THIS IS A STORY BASED ON THE TRUTH. THE NAMES OF THE CHARACTERS, THE LOCALE AND THE CIRCUMSTANCES ARE HISTORICAL AND FACTUAL. I HAVE TAKEN LIBERTY WITH SOME INCIDENTALS AND THE DIALOGUE, BASING THEM ON THE ERA, THE SITUATION AND THE CHARACTERS INVOLVED.
It’s not like Little Augie had it easy growing up either. In fact, he had it worse. He was one of ten kids; they didn’t have enough to eat, owned little more than the clothes on their backs and were cold in the winter and hot in the summer.
That’s just the way it was in Brooklyn in those days, for the kids of immigrant parents. Wop kids. Jew kids. Mick kids.
Most of them, anyway.
Little Augie couldn’t do a thing about the cards he was dealt, but he wasn’t about to cry over spilt milk he didn’t have in the first place. So he learned the street rackets in urchin gangs–how to make a zip gun, how to stick someone without killing them and how to palm from the merchants wagons.
He learned the hard stuff too, like how to cut somebody’s throat without getting sprayed with a guizer of blood.
But most of all he learned the art of the steal–running dice games and card games–that was his specialty, even more than running hooch and broads. When somebody called his bluff, he flipped the table and robbed the game.
You know what they say–the house always wins one way or another.
Little Augie believed in himself, period. But he was as practical as he was ambitious. A quick and dependable study, he graduated from street gangs to working for the black hand extortion gangs.
Even so he was no Bruno; he was too small and too smart to be muscle.

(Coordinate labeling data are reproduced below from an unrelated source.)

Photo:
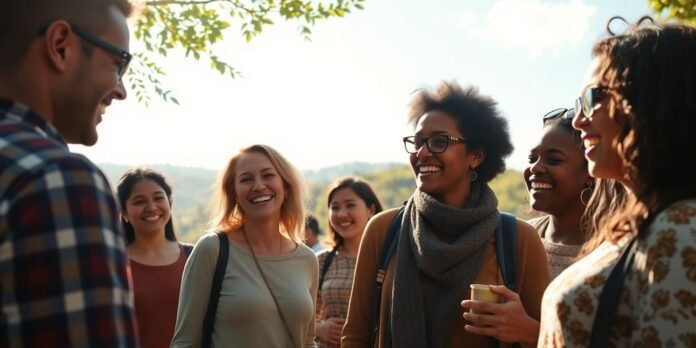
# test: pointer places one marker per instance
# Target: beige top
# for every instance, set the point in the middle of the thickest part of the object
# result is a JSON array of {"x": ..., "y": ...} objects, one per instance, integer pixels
[
  {"x": 531, "y": 282},
  {"x": 656, "y": 307},
  {"x": 560, "y": 255},
  {"x": 246, "y": 315}
]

He worked with and for his street pals who grew up to be the bee’s knees of the syndicate, guys with the same streak of viciousness, calculation and restraint: Lucky Luciano, Myer Lansky, Frankie Yale, Al Capone, Joe Adonis and, especially, Frank Costello.

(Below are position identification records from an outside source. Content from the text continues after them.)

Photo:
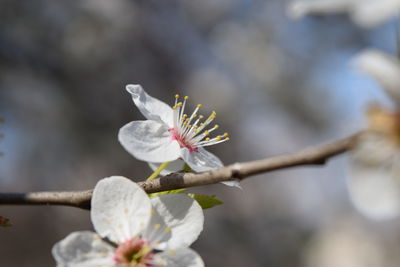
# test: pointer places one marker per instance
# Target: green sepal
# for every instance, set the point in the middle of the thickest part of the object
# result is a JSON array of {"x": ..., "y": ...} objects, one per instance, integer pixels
[
  {"x": 176, "y": 191},
  {"x": 186, "y": 168},
  {"x": 206, "y": 201}
]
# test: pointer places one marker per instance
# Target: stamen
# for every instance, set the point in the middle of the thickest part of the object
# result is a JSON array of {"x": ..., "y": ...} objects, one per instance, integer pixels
[{"x": 190, "y": 131}]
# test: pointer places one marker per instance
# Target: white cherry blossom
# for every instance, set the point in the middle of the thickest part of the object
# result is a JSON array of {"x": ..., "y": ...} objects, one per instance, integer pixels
[
  {"x": 133, "y": 230},
  {"x": 374, "y": 176},
  {"x": 169, "y": 134},
  {"x": 366, "y": 13}
]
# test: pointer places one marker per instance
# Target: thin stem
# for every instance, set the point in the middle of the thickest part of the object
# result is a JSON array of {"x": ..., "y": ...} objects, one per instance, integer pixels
[{"x": 157, "y": 172}]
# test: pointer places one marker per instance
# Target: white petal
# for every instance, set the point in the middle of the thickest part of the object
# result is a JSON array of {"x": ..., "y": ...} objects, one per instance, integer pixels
[
  {"x": 383, "y": 68},
  {"x": 369, "y": 13},
  {"x": 157, "y": 232},
  {"x": 151, "y": 108},
  {"x": 374, "y": 178},
  {"x": 174, "y": 166},
  {"x": 301, "y": 8},
  {"x": 183, "y": 257},
  {"x": 149, "y": 141},
  {"x": 375, "y": 191},
  {"x": 120, "y": 208},
  {"x": 83, "y": 249},
  {"x": 183, "y": 215},
  {"x": 201, "y": 160}
]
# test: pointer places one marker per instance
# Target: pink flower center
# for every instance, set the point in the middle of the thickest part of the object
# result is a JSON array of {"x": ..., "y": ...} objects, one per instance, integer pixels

This was before everybody got divided up, when Luciano was in the process of taking things over, thereby relaxing the black hand’s grip on the rackets and putting the kibosh on their bunk about not working with anyone who wasn’t Sicilian.
It was about this time that Al Capone got wind Frankie Yale was stealing hooch from his trucks–trucks he was supposed to be protecting. Big Al was pretty peeved about that. By then Little Augie was bouncing back and forth between Brooklyn and Chicago, acting as eyes and ears for Yale, who wanted to take over the Chicago mob.
One night when Frankie was holding court at his social club, the telephone rang. Joey Peraino was behind the bar and took the call. “It’s for you boss,” he called out.
When Frankie got off the phone he looked a little green around the gills. “Everything okay, boss?” Joey asked.
“It’s Lucy. She’s at the hospital,” Frankie said. Lucy was his new trophy wife.
“Nerts!” said Joey. “I’ll drive you over.”
But Frankie said no. When the chips were down, he trusted no one but himself. He rushed out of the club and roared off in his brand new bullet proof Lincoln.
A few blocks and a couple of twists and turns down the road, a married couple relaxed in the front room of their swanky brownstone. All of the sudden they heard the roar of engines, the screeching of brakes and tires and incredibly–terrifyingly–the rata-tat-tat of a machine gun! Right outside their door!
Now most people would have hit the floor. Not these two. They ran to the window just in time to see two men, little more than shadows with machine guns, dive into the back seat of a black Buick before it raced off, black on black into the night.
Not only that, an enormous car had run up onto the corner of their stoop, making a mess of the steps and their fancy brick planter. A heavy-set man in a nice suit was slumped over the steering wheel, obviously dead. His head was blown apart.
When the cops got there the couple found out it was Frankie Yale.
“Nerts!” they said.
And that’s what Frankie’s pals said too, when they found out that the dealership that bulletproofed the Lincoln had forgotten to put in bulletproof glass.
The syndicate gave Frankie the biggest funeral Brooklyn had ever seen. And what a spectacle it was! His solid silver casket rested on a bed of overflowing flowers atop a convertible hearse. Cars filled with family, wreaths and dignitaries followed for miles and miles. People lined the streets to watch.
Then his pals carved up Frankie’s rackets and his assets. A big chunk went to Joey Peraino, but he didn’t get the lion’s share. That went to Little Augie.
Frankie’s wife, his ex-wife and his three daughters got what was left–about three thousand dollars.